Первую пулю получила женщина на кухне. Это существо с натяжкой можно было назвать женщиной, но Ганс был воспитан в старой манере, поэтому – одна пуля и без мучений. Раздался лишь хлопок и тело откинуло к плите, грузно опустив на пол в вялом захвате посуды. Раздался грохот кастрюль. С коридора послышалась непонятная слуху германца ругань. Так, наверное, они ругают женщину, когда та неповоротлива на кухне и оставляет мужчину голодным. Ганс уже не слышал ни ругани ни грохота посуды. Он лишь по привычке вскинул правый локоть, левой рукой прижимая рукоять, захватив щекой приклад. Правый указательный палец мягко спустился на крючок, ожидая приказа нейронов, готовясь выпустить одиночный или очередь. Если понадобится – весь рожок сразу. Его глаз слился с прицелом и теперь не существовало Ганса – теперь был сплав метала, реакции, расчёта и прицела. Куда корпус – туда и взгляд, туда и цель. Его взгляд зафиксировал испуганное и пучеглазое лицо первого брата жениха. Он бежал, размахивая клюшкой для гольфа, наверное, решив наказать неуклюжесть женщины за плитой, но вместо этого выкатил глаза от удивления, которое длилось долю секунды. Хлопок и тело в конвульсии прижимает руки к селезёнке. Второй хлопок в мочевой. Больно? Ганс так не думает. Он выбирает – куда всадить побольнее. Третий в коленку. Можно добивать – он начал моментально отключаться от боли. Второго родственника, как и третьего, ожидала такая же участь. Они по очереди выбегали в коридор, не понимая – что там на самом деле происходит. У Ганса лишь мелькнула мысль о «ловце и звере», но тут же растаяла. Последним был Махмуд – который только выглянул в коридор и тут же побежал к выходу. С хирургической точностью пуля прошла через его шею. Махмуд упал на пол, не добежав до спасительной двери всего метр, сипя красной пеной, выдавливая из себя лишь багряные пузыри.

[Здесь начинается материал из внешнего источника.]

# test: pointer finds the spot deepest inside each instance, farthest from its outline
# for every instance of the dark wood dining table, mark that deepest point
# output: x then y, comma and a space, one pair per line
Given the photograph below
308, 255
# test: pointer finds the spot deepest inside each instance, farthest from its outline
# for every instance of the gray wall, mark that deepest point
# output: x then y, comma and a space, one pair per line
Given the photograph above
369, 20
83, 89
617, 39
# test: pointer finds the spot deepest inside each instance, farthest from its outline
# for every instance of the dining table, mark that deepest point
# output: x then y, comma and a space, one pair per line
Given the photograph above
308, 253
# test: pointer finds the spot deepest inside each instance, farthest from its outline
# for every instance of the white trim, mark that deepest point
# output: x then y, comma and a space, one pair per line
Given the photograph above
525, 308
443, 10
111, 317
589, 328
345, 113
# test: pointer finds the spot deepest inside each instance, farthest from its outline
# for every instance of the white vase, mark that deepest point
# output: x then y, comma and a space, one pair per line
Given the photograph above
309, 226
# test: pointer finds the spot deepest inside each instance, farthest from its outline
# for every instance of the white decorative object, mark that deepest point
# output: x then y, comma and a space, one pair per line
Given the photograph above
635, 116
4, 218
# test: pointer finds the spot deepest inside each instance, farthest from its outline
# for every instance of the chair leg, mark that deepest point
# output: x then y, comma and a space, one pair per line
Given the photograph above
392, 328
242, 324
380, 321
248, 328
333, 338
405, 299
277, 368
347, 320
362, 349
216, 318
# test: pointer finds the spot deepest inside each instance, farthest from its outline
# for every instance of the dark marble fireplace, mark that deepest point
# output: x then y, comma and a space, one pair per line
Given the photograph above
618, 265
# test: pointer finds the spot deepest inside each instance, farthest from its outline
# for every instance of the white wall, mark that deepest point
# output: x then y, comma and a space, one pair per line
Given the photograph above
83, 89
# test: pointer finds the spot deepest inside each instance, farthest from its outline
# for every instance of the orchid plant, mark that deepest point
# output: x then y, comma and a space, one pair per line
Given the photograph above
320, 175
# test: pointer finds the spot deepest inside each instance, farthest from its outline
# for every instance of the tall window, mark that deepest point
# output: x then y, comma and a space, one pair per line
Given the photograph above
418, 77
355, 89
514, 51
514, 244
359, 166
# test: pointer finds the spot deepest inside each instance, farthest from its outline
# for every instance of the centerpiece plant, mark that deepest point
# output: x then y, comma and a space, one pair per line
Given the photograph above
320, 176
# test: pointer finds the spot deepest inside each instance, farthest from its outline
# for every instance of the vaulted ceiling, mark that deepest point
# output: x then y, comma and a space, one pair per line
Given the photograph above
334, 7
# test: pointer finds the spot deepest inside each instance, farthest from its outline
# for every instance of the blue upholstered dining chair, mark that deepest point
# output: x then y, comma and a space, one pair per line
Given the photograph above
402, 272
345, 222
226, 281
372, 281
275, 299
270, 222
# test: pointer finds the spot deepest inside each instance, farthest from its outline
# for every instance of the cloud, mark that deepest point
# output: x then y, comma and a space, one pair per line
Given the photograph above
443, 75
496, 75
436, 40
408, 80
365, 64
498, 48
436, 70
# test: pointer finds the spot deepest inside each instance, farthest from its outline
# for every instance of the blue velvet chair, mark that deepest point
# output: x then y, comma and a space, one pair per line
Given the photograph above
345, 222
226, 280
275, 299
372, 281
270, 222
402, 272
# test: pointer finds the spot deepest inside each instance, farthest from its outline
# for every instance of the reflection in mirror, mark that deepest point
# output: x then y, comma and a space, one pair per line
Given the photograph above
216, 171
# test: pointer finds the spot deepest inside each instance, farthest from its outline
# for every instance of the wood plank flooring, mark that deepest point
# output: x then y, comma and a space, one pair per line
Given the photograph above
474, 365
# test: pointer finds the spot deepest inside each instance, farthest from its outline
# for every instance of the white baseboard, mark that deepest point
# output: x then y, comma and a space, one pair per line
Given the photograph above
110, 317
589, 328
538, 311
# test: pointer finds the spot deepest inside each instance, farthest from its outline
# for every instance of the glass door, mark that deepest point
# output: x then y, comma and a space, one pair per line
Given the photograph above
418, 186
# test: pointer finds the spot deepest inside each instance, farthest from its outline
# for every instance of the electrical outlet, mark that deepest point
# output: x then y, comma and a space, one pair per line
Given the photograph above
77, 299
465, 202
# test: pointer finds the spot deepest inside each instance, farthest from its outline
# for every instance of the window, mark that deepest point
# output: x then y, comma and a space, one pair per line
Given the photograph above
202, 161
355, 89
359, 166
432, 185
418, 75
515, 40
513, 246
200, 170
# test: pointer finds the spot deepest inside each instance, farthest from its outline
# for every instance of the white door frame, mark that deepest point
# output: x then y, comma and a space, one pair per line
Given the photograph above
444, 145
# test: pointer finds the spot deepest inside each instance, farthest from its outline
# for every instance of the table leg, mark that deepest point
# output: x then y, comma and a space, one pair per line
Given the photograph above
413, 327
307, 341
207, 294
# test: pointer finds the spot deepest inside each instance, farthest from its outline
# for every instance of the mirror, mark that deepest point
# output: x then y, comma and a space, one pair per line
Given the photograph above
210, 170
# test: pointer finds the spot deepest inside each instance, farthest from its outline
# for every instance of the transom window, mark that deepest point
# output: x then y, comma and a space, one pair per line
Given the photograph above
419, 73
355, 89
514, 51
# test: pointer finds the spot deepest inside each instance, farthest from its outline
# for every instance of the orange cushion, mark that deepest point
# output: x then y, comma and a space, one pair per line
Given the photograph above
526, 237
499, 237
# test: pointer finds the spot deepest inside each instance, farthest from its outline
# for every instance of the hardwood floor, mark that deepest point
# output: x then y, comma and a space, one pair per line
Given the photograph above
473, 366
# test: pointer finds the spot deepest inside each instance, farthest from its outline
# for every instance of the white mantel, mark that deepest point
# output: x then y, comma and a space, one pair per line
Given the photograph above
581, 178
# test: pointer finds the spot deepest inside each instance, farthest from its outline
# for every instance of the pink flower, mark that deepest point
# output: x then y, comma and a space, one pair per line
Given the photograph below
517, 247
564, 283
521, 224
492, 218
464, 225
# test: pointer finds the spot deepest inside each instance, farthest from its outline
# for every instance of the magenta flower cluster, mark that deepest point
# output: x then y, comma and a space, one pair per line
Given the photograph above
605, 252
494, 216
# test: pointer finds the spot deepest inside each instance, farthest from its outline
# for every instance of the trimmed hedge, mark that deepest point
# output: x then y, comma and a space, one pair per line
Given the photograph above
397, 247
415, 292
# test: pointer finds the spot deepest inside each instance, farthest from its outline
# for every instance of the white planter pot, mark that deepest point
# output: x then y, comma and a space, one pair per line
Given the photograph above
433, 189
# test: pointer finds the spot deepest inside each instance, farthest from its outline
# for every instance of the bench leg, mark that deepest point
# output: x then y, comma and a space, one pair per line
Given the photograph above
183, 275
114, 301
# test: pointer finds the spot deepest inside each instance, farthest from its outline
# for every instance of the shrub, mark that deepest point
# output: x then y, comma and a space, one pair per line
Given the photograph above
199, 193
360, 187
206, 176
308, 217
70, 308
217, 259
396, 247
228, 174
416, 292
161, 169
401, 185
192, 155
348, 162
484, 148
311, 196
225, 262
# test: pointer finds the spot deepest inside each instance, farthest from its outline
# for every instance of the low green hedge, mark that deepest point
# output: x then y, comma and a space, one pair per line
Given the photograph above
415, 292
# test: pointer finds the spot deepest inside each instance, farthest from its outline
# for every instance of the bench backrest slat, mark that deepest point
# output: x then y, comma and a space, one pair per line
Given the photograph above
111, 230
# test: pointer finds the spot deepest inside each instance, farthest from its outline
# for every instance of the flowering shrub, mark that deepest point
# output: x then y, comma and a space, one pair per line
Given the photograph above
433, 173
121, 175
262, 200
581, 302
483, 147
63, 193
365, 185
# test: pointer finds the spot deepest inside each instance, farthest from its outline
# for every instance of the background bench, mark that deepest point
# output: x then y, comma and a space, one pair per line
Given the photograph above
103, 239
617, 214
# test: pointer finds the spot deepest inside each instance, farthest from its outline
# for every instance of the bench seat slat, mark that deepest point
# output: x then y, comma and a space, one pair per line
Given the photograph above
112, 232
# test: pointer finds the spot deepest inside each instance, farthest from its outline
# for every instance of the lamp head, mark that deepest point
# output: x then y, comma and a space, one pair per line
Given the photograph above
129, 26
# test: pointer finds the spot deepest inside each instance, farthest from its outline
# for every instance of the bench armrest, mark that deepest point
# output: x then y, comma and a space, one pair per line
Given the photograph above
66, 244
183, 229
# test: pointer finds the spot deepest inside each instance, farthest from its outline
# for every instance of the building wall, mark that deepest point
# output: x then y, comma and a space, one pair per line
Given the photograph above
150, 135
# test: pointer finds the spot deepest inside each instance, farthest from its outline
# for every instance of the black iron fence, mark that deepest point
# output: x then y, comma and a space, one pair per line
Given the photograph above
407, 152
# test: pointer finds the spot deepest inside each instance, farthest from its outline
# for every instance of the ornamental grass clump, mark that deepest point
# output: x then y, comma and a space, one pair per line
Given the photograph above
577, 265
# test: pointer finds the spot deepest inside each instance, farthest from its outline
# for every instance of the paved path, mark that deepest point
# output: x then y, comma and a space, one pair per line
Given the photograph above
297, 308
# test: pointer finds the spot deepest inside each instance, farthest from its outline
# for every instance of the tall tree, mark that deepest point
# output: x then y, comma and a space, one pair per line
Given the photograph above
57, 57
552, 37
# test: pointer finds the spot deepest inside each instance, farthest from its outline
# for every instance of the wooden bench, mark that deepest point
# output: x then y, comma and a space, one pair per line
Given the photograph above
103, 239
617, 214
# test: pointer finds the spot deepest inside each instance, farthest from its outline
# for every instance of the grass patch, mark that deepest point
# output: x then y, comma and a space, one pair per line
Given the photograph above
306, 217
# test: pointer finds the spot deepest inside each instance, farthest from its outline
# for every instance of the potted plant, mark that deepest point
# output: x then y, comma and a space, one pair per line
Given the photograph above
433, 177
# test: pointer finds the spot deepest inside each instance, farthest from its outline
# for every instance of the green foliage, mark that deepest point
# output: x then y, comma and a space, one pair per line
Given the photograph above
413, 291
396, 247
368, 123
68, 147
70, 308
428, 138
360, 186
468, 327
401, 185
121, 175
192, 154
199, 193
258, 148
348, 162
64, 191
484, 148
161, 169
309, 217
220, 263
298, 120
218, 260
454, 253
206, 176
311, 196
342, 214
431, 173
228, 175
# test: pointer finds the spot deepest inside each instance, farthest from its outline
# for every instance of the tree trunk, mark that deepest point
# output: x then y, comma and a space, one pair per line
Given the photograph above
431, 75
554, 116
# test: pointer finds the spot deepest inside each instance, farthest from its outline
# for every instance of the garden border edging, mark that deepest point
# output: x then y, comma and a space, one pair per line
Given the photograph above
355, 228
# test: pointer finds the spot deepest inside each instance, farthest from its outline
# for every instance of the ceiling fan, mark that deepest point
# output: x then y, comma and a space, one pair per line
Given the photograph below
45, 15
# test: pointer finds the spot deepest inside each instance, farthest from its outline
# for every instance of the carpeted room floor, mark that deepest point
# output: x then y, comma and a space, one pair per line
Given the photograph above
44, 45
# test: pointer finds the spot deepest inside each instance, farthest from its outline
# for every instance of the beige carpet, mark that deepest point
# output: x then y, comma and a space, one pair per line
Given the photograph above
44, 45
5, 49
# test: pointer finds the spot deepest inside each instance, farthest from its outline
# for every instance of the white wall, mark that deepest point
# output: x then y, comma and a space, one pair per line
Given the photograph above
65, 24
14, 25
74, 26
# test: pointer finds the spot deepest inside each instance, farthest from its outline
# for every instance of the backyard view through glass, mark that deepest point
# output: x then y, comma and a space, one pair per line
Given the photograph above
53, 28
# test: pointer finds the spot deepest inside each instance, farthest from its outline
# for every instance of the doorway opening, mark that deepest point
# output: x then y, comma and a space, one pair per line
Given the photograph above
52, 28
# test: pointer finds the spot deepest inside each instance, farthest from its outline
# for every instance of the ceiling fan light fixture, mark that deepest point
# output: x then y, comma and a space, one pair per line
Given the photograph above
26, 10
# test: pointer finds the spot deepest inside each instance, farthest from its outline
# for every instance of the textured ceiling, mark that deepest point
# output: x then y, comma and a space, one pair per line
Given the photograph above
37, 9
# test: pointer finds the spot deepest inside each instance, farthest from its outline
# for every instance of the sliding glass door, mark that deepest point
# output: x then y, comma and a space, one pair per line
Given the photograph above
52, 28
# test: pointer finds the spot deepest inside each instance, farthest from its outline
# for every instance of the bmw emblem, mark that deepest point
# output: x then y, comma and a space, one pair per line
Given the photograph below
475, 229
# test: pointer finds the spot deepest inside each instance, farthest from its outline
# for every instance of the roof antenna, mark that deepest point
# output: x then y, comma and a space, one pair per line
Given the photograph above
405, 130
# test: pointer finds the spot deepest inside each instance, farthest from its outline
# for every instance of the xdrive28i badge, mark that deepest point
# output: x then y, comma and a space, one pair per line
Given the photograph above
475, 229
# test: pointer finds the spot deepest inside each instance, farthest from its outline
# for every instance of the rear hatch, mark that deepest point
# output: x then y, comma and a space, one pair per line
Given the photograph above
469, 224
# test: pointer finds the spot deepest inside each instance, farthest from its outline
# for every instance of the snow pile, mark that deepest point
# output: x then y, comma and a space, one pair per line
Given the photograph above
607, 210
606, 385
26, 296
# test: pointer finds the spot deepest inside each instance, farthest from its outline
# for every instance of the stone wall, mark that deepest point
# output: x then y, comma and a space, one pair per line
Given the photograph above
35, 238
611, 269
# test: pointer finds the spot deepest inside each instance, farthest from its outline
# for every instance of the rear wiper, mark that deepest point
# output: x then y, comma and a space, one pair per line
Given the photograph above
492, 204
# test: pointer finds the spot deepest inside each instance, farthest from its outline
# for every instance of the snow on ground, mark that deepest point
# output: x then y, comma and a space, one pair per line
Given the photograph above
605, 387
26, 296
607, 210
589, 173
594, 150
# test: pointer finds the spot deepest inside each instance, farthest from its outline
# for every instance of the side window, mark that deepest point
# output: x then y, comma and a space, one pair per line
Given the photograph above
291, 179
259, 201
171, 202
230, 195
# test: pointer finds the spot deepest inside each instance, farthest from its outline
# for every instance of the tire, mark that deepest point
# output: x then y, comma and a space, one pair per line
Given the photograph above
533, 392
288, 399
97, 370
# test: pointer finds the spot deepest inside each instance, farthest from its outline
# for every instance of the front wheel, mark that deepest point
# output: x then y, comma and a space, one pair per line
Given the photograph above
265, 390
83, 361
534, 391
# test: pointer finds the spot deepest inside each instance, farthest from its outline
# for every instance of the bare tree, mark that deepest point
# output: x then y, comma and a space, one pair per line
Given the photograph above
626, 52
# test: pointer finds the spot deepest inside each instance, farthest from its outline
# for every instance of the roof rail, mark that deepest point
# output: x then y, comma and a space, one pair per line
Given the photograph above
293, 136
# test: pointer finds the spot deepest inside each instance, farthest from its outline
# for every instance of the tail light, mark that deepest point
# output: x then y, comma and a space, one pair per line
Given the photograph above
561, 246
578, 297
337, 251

Ганс неспешно обошёл корчащаяся тело, взял со столика у входной двери блокнот и написал пару строк: «Хельга, я знаю что ты меня осудишь за то, что сегодня здесь случилось, но пройдут года, и ты поймёшь, что всё что здесь было сделано – сделано для твоего же будущего. Не вини меня сейчас, попытайся понять позже. Люблю тебя, как всегда. Твой Ганс». Он осмотрел свой мундир и, достав платок, вытер брызги крови на наградах. «Что ж, останутся пятна на кителе, а это не приятно» - как всегда прагматично отметил он про себя.
Снова обошёв агонирующее тело, Ганс снял со стены радиотелефон и набрал полицию.
Его застали в кресле – качалке, согнувшись над своим штейром, как будто задремавшим. Под его руками, поверх оружия, лежал аккуратно сложенный треугольником флаг Германии, по одному из углов которого стекала уже почти застывшая кровь. Впервые тело Ганса было сгорбленным. Согнутым снаружи, но так и не сломленным внутри.